When asked the purpose of plant shelves, Chase decried the rumor that they were simply meant to save money on paint. “Plant shelves were smartly incorporated into all Westchase homes for two practical reasons. They offer a comfortable loft-like sleeping experience for owners’ children after they go off to college and their parents convert their bedrooms to a workout rooms.” He added, “Plant shelves are also constructed to carefully collect dust, keeping the rest of Westchase homes remarkably free of it. That’s a well-known fact.”
Chase’s other loves, he said, included orange-peel wall coatings, St. Augustine grass, clean mailboxes and power-washed driveways.

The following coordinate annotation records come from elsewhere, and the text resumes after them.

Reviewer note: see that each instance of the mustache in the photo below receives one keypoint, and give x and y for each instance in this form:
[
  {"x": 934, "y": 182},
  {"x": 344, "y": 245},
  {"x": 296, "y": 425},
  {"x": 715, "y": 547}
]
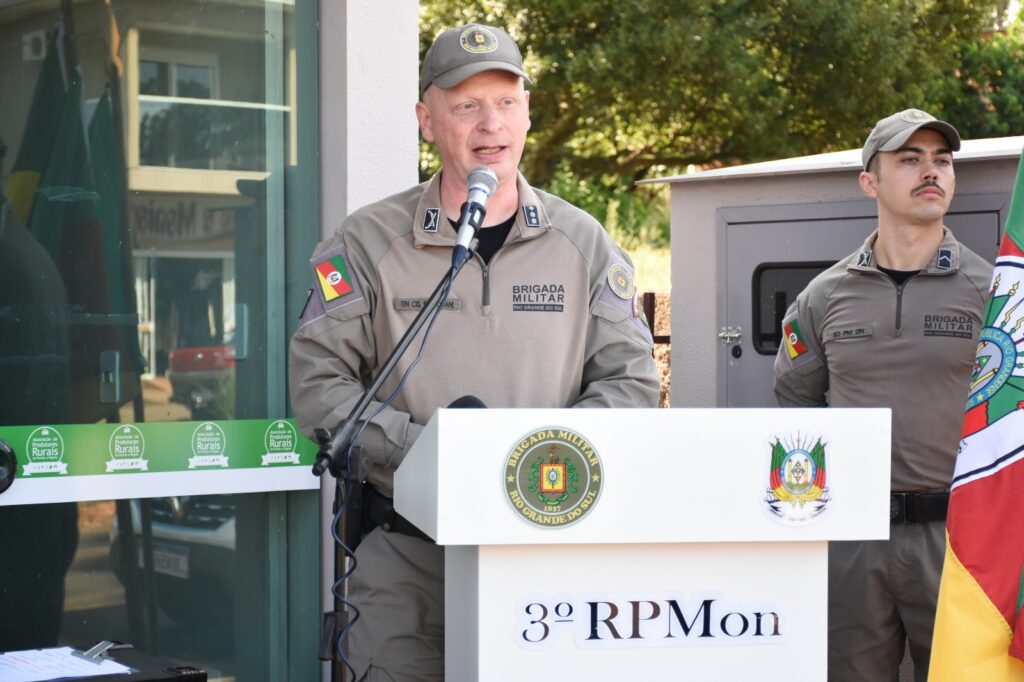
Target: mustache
[{"x": 929, "y": 183}]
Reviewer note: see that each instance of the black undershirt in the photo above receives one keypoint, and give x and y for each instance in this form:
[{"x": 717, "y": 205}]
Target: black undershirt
[
  {"x": 899, "y": 276},
  {"x": 491, "y": 239}
]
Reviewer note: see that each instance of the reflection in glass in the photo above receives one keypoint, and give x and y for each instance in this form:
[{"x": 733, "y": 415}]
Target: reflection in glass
[{"x": 135, "y": 226}]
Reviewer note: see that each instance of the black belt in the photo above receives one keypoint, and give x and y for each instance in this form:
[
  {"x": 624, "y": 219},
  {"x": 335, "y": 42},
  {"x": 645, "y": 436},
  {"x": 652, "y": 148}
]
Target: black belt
[
  {"x": 918, "y": 507},
  {"x": 379, "y": 511}
]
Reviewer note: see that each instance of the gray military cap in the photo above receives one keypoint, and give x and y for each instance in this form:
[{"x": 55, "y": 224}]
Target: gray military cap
[
  {"x": 459, "y": 53},
  {"x": 892, "y": 132}
]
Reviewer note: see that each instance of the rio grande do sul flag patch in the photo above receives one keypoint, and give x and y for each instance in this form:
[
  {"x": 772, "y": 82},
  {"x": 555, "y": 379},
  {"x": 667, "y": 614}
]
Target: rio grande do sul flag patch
[
  {"x": 334, "y": 278},
  {"x": 794, "y": 340}
]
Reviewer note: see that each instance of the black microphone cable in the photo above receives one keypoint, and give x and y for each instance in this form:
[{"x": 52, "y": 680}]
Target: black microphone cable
[{"x": 348, "y": 551}]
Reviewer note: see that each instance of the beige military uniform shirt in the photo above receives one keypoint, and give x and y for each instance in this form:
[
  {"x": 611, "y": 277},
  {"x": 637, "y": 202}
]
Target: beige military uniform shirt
[{"x": 855, "y": 339}]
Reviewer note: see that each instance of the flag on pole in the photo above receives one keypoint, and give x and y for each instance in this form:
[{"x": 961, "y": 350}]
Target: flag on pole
[
  {"x": 979, "y": 628},
  {"x": 54, "y": 193}
]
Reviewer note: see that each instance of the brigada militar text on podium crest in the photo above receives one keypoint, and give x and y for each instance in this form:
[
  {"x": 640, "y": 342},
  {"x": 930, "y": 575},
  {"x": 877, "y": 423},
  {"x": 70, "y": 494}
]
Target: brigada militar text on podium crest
[
  {"x": 553, "y": 477},
  {"x": 798, "y": 489}
]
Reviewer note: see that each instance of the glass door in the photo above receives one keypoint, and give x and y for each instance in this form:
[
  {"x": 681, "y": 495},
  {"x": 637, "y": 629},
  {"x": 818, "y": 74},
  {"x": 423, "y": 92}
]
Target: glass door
[{"x": 157, "y": 162}]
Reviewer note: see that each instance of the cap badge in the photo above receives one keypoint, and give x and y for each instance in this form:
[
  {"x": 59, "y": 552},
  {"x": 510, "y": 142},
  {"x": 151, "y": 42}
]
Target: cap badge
[
  {"x": 915, "y": 116},
  {"x": 477, "y": 39},
  {"x": 621, "y": 282},
  {"x": 531, "y": 215},
  {"x": 430, "y": 219}
]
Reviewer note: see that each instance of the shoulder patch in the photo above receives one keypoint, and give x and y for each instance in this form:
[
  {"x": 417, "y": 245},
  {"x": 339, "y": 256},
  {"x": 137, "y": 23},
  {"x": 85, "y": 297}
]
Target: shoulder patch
[
  {"x": 794, "y": 343},
  {"x": 794, "y": 340},
  {"x": 620, "y": 292},
  {"x": 531, "y": 215},
  {"x": 333, "y": 280}
]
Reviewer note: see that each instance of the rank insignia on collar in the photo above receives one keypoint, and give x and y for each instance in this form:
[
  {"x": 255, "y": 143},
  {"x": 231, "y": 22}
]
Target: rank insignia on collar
[
  {"x": 553, "y": 477},
  {"x": 430, "y": 219},
  {"x": 945, "y": 259},
  {"x": 621, "y": 282},
  {"x": 532, "y": 215}
]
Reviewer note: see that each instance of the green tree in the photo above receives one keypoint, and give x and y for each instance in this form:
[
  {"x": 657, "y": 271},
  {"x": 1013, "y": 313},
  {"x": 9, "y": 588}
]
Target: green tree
[
  {"x": 621, "y": 88},
  {"x": 984, "y": 95}
]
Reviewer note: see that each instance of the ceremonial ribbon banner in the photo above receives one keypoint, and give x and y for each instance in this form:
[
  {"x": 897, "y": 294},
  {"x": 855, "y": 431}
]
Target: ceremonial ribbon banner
[
  {"x": 979, "y": 632},
  {"x": 78, "y": 462}
]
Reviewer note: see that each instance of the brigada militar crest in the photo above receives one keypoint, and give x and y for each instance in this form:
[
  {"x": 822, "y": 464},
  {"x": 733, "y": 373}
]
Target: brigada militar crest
[
  {"x": 798, "y": 489},
  {"x": 553, "y": 477}
]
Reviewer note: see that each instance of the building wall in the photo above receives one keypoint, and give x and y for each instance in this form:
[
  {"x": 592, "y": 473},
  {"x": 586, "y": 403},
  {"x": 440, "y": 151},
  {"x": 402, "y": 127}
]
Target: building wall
[{"x": 369, "y": 80}]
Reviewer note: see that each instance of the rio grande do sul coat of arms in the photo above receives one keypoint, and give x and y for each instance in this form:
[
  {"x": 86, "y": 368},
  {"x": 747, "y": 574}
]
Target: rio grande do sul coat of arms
[{"x": 798, "y": 489}]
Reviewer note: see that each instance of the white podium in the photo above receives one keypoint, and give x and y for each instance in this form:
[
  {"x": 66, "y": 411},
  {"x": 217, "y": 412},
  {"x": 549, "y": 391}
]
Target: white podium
[{"x": 643, "y": 544}]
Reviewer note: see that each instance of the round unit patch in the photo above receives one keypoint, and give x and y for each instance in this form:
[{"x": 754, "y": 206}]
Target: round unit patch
[
  {"x": 553, "y": 477},
  {"x": 994, "y": 364},
  {"x": 477, "y": 39},
  {"x": 915, "y": 116},
  {"x": 621, "y": 282}
]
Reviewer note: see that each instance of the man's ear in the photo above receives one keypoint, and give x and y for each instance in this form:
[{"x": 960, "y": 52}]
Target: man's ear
[
  {"x": 869, "y": 183},
  {"x": 423, "y": 117}
]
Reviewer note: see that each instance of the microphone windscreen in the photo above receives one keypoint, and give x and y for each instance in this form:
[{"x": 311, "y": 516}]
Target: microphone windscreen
[
  {"x": 482, "y": 175},
  {"x": 467, "y": 401}
]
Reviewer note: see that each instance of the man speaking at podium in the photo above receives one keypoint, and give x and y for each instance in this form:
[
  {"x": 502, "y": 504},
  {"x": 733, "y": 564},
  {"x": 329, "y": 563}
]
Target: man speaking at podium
[{"x": 545, "y": 314}]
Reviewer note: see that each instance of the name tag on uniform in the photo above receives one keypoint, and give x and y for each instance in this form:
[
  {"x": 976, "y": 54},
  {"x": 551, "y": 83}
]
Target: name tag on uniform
[{"x": 418, "y": 303}]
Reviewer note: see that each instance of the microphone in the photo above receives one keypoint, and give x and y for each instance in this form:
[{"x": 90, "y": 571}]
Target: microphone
[{"x": 481, "y": 183}]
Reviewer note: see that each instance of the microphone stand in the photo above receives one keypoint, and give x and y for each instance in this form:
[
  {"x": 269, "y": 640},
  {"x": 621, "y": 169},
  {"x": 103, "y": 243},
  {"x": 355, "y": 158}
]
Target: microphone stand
[{"x": 334, "y": 456}]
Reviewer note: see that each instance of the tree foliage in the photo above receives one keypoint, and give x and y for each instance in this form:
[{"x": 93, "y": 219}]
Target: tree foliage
[
  {"x": 625, "y": 89},
  {"x": 984, "y": 95}
]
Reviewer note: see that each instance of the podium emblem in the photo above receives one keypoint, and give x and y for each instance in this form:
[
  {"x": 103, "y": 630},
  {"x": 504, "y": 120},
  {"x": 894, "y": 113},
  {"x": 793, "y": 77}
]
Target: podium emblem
[
  {"x": 553, "y": 477},
  {"x": 798, "y": 489}
]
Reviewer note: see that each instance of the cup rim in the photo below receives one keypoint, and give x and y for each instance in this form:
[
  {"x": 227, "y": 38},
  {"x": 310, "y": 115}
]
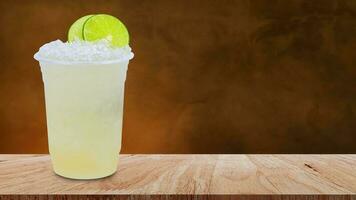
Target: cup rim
[{"x": 61, "y": 62}]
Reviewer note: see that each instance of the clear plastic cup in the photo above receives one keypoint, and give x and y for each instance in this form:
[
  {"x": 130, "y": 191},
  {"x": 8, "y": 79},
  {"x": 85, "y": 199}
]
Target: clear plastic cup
[{"x": 84, "y": 108}]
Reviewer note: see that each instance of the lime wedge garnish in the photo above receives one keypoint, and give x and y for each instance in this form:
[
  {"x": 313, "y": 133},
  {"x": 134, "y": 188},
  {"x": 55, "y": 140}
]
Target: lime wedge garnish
[
  {"x": 106, "y": 27},
  {"x": 76, "y": 30}
]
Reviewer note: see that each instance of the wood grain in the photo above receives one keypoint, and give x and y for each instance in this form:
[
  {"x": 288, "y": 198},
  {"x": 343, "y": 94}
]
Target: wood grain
[{"x": 190, "y": 175}]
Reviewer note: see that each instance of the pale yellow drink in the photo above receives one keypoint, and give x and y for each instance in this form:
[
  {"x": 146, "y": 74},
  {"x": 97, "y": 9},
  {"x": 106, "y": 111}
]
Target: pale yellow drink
[{"x": 84, "y": 107}]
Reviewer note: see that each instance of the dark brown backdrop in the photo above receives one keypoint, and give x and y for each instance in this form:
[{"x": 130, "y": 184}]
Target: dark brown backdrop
[{"x": 242, "y": 76}]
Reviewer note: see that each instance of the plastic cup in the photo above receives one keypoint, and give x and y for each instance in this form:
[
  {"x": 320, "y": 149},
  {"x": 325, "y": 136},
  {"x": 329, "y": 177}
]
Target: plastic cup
[{"x": 84, "y": 108}]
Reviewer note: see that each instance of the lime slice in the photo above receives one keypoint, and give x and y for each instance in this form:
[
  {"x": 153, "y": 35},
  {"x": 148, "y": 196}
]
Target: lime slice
[
  {"x": 76, "y": 30},
  {"x": 107, "y": 27}
]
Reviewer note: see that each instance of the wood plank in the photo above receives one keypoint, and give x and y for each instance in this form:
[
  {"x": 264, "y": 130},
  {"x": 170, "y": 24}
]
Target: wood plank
[{"x": 191, "y": 175}]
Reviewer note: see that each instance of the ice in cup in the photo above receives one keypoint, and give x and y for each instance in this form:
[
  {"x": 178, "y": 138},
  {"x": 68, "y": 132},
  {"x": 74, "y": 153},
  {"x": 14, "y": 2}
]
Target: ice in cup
[{"x": 84, "y": 93}]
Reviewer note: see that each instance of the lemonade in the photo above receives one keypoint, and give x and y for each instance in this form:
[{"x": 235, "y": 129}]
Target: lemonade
[{"x": 84, "y": 92}]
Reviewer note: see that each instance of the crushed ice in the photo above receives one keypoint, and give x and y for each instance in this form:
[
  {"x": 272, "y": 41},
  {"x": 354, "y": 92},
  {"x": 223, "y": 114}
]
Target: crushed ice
[{"x": 82, "y": 51}]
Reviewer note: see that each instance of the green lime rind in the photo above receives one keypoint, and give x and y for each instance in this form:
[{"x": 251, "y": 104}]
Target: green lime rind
[
  {"x": 76, "y": 30},
  {"x": 103, "y": 26}
]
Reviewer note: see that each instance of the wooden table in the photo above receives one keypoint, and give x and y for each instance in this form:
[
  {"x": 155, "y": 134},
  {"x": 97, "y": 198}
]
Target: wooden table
[{"x": 191, "y": 176}]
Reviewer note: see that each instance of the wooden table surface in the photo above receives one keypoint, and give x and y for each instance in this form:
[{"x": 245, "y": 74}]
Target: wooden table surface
[{"x": 190, "y": 175}]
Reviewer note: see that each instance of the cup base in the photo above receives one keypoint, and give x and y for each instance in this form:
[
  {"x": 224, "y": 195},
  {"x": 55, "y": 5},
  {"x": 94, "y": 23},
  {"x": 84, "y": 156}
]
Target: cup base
[{"x": 84, "y": 177}]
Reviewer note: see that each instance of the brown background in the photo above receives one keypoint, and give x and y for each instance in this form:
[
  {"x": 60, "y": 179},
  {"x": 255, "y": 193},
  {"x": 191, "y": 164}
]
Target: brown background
[{"x": 243, "y": 76}]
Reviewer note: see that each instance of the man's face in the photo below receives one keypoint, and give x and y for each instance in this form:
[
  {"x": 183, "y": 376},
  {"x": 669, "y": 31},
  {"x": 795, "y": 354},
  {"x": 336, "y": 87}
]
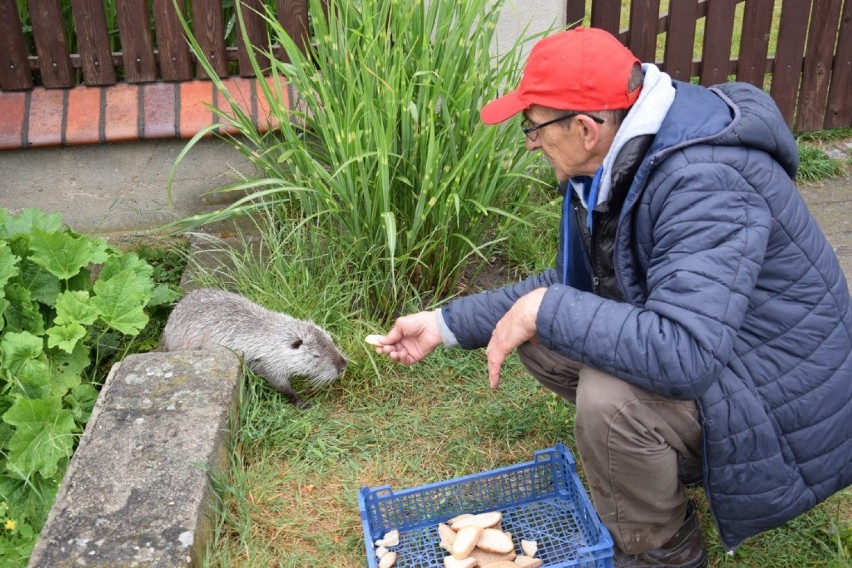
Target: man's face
[{"x": 572, "y": 146}]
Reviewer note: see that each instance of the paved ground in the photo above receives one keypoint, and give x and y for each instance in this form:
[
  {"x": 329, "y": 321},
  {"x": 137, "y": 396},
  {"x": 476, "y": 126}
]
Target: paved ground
[{"x": 831, "y": 204}]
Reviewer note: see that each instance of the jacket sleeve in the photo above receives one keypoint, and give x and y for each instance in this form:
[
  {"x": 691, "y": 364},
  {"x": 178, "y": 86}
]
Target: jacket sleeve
[
  {"x": 473, "y": 318},
  {"x": 698, "y": 238}
]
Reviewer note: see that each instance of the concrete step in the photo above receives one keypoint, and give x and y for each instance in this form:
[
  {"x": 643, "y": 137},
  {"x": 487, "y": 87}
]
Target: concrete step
[{"x": 137, "y": 490}]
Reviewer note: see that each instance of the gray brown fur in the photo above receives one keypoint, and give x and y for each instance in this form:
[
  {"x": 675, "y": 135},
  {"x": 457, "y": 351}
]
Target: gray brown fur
[{"x": 274, "y": 345}]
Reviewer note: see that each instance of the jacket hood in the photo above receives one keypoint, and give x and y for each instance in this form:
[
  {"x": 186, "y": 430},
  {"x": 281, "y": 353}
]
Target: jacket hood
[{"x": 730, "y": 114}]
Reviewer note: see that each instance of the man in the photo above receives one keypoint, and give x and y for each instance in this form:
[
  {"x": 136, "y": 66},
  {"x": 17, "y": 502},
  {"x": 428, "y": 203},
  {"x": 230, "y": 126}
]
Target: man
[{"x": 696, "y": 313}]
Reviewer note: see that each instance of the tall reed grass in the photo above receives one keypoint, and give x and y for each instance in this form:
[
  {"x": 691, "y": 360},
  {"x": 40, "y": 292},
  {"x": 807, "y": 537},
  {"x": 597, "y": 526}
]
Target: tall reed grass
[{"x": 384, "y": 153}]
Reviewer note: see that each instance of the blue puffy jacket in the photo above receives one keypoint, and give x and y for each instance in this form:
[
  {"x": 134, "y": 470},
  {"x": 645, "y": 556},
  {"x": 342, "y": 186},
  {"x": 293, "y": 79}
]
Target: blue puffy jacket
[{"x": 733, "y": 297}]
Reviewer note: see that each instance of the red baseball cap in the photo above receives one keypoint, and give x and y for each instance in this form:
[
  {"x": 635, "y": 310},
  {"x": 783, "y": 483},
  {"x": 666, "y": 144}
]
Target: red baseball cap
[{"x": 581, "y": 69}]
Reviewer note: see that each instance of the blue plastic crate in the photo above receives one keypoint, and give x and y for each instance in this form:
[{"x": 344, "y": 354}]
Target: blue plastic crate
[{"x": 541, "y": 500}]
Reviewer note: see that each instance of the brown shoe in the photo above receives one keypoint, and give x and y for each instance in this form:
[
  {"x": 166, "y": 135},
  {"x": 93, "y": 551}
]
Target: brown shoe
[{"x": 684, "y": 550}]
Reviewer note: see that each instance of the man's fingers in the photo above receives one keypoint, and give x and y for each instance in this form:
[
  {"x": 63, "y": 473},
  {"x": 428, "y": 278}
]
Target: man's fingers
[{"x": 495, "y": 362}]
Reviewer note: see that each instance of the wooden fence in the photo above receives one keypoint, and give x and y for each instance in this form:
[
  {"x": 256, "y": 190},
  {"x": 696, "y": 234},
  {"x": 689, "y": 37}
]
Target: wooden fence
[{"x": 809, "y": 74}]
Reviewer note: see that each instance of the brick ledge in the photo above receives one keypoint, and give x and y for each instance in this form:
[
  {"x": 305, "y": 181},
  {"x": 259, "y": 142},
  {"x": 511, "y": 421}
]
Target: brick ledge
[{"x": 127, "y": 112}]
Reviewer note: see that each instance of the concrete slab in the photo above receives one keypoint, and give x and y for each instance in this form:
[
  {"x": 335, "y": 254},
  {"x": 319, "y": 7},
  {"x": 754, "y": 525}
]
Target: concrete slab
[
  {"x": 121, "y": 187},
  {"x": 137, "y": 489}
]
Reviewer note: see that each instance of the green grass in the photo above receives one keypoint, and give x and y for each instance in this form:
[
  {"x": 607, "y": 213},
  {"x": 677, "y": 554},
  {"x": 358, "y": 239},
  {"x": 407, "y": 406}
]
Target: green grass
[{"x": 290, "y": 498}]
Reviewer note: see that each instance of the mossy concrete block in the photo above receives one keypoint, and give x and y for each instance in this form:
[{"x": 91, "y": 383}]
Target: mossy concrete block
[{"x": 137, "y": 490}]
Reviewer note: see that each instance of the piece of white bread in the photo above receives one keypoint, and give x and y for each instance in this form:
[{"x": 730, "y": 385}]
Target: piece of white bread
[
  {"x": 465, "y": 542},
  {"x": 448, "y": 536},
  {"x": 388, "y": 560},
  {"x": 528, "y": 562},
  {"x": 374, "y": 339},
  {"x": 530, "y": 547},
  {"x": 390, "y": 539},
  {"x": 493, "y": 540}
]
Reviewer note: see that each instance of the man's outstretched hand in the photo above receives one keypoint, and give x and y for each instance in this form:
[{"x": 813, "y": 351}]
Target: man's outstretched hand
[{"x": 411, "y": 339}]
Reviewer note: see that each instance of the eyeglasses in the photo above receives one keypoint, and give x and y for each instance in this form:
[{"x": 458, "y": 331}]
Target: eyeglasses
[{"x": 530, "y": 128}]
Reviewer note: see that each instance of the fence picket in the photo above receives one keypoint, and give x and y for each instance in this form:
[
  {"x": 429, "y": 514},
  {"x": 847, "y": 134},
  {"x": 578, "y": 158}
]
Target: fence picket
[
  {"x": 757, "y": 24},
  {"x": 175, "y": 62},
  {"x": 606, "y": 14},
  {"x": 255, "y": 25},
  {"x": 293, "y": 16},
  {"x": 15, "y": 71},
  {"x": 95, "y": 52},
  {"x": 718, "y": 36},
  {"x": 208, "y": 27},
  {"x": 136, "y": 48},
  {"x": 575, "y": 12},
  {"x": 51, "y": 47},
  {"x": 817, "y": 67},
  {"x": 839, "y": 114},
  {"x": 642, "y": 35},
  {"x": 787, "y": 70},
  {"x": 680, "y": 39}
]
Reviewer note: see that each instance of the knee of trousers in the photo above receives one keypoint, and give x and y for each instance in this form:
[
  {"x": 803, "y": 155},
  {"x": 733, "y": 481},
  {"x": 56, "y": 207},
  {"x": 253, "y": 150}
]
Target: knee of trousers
[{"x": 601, "y": 397}]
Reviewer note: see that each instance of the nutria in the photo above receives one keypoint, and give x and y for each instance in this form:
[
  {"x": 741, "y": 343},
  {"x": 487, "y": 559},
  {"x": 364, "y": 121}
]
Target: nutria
[{"x": 274, "y": 345}]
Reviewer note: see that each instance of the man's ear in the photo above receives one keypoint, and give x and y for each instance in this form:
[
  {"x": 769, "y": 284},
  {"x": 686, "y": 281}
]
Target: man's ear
[{"x": 589, "y": 131}]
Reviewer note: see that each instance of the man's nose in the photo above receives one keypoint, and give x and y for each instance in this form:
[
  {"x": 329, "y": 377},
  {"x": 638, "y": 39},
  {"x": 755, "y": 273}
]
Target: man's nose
[{"x": 531, "y": 144}]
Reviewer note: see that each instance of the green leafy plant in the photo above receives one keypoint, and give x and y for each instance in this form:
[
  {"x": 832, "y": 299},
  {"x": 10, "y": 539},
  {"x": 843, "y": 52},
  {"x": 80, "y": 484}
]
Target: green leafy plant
[
  {"x": 64, "y": 293},
  {"x": 384, "y": 151}
]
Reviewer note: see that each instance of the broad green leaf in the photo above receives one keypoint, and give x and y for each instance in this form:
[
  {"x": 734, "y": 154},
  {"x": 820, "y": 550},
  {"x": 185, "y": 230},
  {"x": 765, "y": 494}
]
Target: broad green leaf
[
  {"x": 62, "y": 254},
  {"x": 27, "y": 220},
  {"x": 34, "y": 382},
  {"x": 44, "y": 436},
  {"x": 119, "y": 301},
  {"x": 20, "y": 350},
  {"x": 127, "y": 261},
  {"x": 43, "y": 285},
  {"x": 3, "y": 305},
  {"x": 8, "y": 264},
  {"x": 22, "y": 313},
  {"x": 65, "y": 336},
  {"x": 74, "y": 307},
  {"x": 82, "y": 400},
  {"x": 66, "y": 368},
  {"x": 163, "y": 295}
]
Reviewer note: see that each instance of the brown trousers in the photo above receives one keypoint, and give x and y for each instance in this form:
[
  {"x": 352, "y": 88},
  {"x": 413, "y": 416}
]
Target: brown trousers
[{"x": 628, "y": 440}]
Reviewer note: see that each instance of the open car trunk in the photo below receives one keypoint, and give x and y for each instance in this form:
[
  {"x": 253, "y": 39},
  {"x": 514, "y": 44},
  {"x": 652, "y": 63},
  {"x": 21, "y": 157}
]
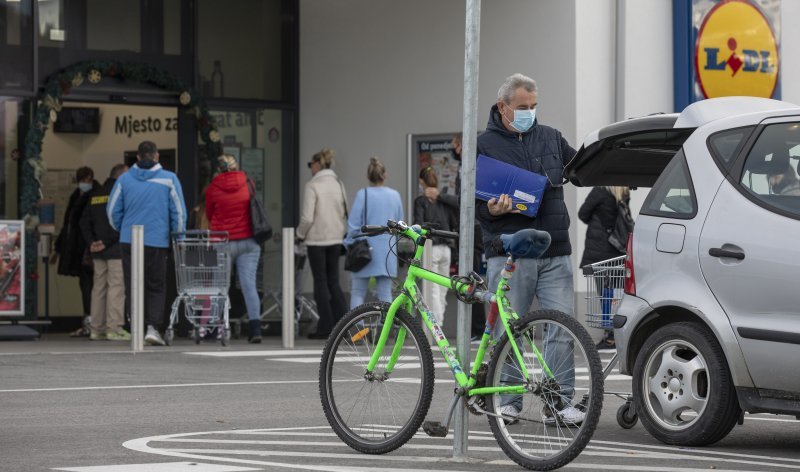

“Oh, and for me nothing says ‘welcome home!’ more powerfully than a front home façade dominated by a large metal garage door,” he said. “I guess you could say I just wanted to share my little, old idea of suburban paradise with everyone.”
When asked why he chose the name Westchase rather than a more traditional Florida suburban name like Panther del Mar or Squirrelhump Palms, Chase responded, “Since the community was my personal dream, it was only natural that I name it after myself,” he added. “We even originally spelled it Wes T. Chase, but the all the Realtors kept mashing my name together when they weren’t busily telling all the early buyers the CDD would eventually go away.”
“I just never dreamed I’d get so popular that everyone around here would start calling themselves Westchase,” he added. “It’s certainly been a 180-degree turn from high school when even some of the meaner girls beat me up because of my argyle socks.”
Chase is survived by his wife Diamond and his daughter, Water, an estranged child from his first marriage.
There will be no memorial services. Following cremation, Mr. Chase’s ashes will be distributed across Westchase during the next Hillsborough County aerial mosquito-spraying flight.
This article is satirical in nature and is intended for entertainment purposes only.